Somaliland Interior Minister Ishmael Aden said on Friday that police had arrested “an internationally known”, Afghan-trained leader of Osama bin Ladin’s network along with a second al-Qaida member after an overnight shootout in the capital Hargeisa.
“We have captured two members of al-Qaida and about four others fled the area,” he said.
“Their leader, who was among those we arrested, is an internationally known fighter for al-Qaida who has been in Pakistan and Afghanistan.”
He and other officials declined to name either suspect for security reasons but Aden said he planned to call a news conference on Saturday to announce details of the operation, including the identities of those arrested.
Aden said three police officers were wounded in the firefight that erupted when they raided the group’s hideout in central Hargeisa and that authorities had recovered a large cache of weapons and communications equipment during the raid.
Somaliland officials suspect plot
“We captured heavy anti-tank weapons, rifles, other assorted ammunition and high frequency communication equipment,” he said.
A senior Somaliland police officer said the members of the alleged al-Qaida cell had put up fierce resistance when confronted by authorities in the raid that began around midnight (0300 GMT Friday) and lasted for four hours.

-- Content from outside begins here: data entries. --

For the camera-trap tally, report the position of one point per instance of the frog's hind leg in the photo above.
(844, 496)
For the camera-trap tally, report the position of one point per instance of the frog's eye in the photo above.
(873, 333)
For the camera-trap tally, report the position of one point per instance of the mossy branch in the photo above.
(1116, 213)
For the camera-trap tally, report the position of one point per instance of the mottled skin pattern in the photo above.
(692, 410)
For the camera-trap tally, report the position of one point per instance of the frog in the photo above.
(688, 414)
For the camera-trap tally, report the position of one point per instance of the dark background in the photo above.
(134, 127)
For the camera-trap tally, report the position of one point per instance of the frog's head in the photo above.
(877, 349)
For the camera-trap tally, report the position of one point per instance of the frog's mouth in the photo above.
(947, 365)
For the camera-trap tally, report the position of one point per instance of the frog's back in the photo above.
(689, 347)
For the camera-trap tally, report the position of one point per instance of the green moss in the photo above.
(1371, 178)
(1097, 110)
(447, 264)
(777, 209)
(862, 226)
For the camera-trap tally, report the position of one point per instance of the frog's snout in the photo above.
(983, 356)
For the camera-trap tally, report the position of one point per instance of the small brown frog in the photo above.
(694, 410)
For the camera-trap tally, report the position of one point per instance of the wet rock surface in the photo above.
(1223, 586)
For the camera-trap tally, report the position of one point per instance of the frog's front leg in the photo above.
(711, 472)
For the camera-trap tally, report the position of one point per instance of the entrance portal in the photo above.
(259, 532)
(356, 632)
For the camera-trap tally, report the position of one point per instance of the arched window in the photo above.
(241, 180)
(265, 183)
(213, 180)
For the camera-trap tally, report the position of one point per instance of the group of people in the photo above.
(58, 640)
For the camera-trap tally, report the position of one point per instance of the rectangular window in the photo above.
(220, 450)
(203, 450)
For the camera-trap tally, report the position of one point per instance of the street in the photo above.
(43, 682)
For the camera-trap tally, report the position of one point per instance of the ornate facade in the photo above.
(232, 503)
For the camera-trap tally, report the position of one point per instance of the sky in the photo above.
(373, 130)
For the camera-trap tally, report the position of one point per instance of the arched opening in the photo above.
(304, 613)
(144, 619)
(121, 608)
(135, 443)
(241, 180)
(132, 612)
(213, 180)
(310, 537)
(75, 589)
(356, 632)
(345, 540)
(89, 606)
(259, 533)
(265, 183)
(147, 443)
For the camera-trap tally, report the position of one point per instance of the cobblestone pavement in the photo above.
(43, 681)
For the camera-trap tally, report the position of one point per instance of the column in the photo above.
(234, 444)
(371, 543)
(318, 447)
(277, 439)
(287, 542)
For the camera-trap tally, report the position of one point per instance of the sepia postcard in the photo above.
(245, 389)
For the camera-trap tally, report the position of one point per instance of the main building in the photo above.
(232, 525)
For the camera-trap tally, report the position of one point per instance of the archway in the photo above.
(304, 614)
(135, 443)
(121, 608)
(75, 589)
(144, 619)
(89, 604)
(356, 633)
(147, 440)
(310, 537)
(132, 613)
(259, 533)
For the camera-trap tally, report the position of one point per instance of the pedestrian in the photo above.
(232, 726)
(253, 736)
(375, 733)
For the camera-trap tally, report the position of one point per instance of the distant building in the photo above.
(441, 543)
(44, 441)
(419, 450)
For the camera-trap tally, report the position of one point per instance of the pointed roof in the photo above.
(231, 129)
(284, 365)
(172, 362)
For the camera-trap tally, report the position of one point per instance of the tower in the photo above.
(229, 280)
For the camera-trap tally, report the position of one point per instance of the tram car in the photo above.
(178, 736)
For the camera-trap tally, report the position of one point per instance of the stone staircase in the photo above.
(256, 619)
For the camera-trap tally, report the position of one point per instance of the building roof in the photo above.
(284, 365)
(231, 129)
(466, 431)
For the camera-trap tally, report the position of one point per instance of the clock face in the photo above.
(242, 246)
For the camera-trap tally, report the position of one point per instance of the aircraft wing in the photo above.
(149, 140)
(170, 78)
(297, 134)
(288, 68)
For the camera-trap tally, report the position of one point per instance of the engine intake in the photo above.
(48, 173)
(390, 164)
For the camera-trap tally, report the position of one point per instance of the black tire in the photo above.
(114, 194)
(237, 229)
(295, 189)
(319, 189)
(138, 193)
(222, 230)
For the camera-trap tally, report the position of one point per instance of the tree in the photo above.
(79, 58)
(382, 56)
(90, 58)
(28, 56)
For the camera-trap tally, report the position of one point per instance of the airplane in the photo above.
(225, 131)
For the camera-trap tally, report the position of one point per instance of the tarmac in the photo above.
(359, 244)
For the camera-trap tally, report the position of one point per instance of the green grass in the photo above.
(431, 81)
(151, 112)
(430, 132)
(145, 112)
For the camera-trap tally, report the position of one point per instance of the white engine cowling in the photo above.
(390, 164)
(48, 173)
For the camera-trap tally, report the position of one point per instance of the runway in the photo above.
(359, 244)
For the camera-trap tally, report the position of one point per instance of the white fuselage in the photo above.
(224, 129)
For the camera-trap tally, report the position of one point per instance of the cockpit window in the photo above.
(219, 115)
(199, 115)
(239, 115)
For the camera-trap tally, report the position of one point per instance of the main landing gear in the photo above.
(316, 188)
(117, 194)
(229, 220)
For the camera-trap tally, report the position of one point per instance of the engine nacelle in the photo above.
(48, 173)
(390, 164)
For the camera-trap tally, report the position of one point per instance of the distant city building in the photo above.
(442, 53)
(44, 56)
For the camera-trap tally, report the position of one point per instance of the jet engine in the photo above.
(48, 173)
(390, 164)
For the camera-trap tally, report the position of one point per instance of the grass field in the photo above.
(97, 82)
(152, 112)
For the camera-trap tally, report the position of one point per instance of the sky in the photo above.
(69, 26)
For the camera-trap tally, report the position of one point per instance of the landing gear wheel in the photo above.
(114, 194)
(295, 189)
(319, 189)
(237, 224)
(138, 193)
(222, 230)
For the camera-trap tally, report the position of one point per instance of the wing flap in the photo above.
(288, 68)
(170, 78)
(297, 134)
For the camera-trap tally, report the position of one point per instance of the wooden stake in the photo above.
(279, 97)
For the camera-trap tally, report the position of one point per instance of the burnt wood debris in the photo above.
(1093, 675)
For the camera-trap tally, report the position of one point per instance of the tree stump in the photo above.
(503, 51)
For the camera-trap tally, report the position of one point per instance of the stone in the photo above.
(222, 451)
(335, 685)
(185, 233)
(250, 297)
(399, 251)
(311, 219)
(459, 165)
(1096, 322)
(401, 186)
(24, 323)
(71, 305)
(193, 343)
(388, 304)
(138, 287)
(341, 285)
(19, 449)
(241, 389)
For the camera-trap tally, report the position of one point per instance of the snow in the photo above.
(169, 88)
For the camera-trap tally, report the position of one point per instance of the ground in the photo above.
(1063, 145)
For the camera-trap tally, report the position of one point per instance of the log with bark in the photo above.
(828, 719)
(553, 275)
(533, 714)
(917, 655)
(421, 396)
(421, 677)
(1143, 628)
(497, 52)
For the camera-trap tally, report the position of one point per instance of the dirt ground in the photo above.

“They are dangerous and well-trained, considering the way they fought back,” the official said on condition of anonymity.
“They were about six against a large number of policemen.”
Aden said authorities believed the cell had travelled to Somaliland from Mogadishu several days ago to mount attacks on local leaders and foreign aid workers to disrupt the region’s 29 September elections.
“We have captured two members of al-Qaida and about four others fled the area”
“They came to harm or kill the leaders of Somaliland, international expatriates working here and to disrupt the democratic elections in Somaliland,” he said, adding that the raid was launched after a tip-off from local residents.
“We also recovered a video in which the leader of the group complains that Somaliland has become a haven for foreigners,” Aden said.
In addition, he said the cell aimed to break into a prison and free 10 inmates now standing trial for alleged involvement in the 2003 murders of an Italian aid worker and a British husband-and-wife team of schoolteachers in Somaliland.
“We suspect they wanted to free the men who are in prison on suspicion of killing the aid workers,” Aden said.
Police said they had stepped up security around the Hargeisa prison to thwart any breakout attempt.
Somaliland, in northwestern Somalia, unilaterally declared independence from the rest of the country after the 1991 ouster of strongman Mohamed Siad Barre plunged the Horn of Africa nation into anarchy.